The main spider module is responsible for crawling Hugging Face user pages and extracting relevant information. It handles:

User profile navigation
Data extraction
Rate limiting
Error handling

Data Processing

The data processing pipeline includes:

Data cleaning and normalization
JSON/CSV export functionality
Data validation
Storage management

Configuration

The config module manages:

Crawler settings
API credentials
Rate limiting parameters
Output formatting

Getting Started

Clone the repository

git clone https://github.com/yourusername/hugging-face-user-crawler.git
cd hugging-face-user-crawler

Install dependencies

conda env create -f config/conda.env

Configure the crawler

Update settings in config/
Set up your Hugging Face API credentials

Run the crawler

 scrapy crawl hf_user_crawler -o ../data/result/users.jsonl

Analyze the data The result will be stored in data/result/users.jsonl.

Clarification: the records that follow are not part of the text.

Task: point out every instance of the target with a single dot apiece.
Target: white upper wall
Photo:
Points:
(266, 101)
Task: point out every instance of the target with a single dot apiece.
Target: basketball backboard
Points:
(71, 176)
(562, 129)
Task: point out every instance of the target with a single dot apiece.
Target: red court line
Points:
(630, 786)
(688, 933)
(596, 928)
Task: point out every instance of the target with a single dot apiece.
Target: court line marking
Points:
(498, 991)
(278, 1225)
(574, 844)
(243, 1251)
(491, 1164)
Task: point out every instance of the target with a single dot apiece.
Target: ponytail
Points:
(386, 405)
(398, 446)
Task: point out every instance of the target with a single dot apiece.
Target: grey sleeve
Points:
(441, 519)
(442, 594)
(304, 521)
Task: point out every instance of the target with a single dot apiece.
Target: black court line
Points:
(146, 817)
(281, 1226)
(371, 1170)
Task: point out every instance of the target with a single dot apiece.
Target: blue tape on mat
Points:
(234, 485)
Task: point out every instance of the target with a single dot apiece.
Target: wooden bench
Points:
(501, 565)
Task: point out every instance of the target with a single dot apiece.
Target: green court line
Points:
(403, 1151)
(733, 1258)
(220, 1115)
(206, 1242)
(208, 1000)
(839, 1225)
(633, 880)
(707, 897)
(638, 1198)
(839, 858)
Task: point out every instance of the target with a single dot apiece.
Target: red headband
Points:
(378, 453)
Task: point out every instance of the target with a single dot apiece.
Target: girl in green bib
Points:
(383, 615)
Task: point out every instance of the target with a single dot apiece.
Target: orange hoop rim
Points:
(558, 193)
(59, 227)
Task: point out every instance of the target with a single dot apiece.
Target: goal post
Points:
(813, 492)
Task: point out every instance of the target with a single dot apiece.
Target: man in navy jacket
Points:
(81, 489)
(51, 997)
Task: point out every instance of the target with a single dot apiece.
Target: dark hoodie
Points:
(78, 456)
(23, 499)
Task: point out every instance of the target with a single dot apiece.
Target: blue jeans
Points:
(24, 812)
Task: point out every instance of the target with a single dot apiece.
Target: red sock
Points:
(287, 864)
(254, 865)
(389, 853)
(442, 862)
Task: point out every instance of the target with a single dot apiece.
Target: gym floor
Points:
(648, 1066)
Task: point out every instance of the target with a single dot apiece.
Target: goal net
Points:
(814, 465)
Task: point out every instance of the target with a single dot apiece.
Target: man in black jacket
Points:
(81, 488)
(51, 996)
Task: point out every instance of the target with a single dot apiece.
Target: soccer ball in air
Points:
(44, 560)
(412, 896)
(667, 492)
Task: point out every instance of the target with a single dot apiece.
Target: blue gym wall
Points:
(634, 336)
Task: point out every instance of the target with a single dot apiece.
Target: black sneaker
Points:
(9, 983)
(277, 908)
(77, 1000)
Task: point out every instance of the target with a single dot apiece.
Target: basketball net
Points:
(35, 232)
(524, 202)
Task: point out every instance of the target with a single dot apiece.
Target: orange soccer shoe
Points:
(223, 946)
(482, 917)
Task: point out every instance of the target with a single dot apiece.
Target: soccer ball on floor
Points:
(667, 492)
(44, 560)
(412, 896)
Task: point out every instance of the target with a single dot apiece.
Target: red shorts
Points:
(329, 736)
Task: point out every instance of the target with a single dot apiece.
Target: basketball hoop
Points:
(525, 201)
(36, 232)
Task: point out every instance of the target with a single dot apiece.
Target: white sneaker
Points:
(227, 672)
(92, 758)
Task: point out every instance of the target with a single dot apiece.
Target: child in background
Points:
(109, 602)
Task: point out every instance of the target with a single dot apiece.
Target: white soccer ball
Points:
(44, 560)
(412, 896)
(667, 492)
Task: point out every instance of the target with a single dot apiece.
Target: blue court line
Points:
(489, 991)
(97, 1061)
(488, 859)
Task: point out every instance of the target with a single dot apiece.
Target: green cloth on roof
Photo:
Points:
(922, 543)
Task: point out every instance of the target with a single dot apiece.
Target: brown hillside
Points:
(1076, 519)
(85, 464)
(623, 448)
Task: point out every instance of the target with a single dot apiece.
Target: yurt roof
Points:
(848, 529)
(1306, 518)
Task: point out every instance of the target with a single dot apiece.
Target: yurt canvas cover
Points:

You can use the Jupyter notebooks in the notebook/ folder to analyze the data.

TODO

[ ] Add frequency control
[ ] Add proxy settings
[ ] Add a mysql pipeline
[ ] Add a sample analysis notebook

Citation

@misc{huggingface_user_crawler,
  author       = {Rongxin Ouyang},
  title        = {reycn/huggingface-user-crawler},
  year         = {2025},
  url          = {https://github.com/reycn/huggingface-user-crawler},
  note         = {Accessed: 2025-03-26},
  howpublished = {\url{https://github.com/reycn/huggingface-user-crawler}}
}

License

This project is licensed under the GNU General Public License v3.0 - see the LICENSE file for details.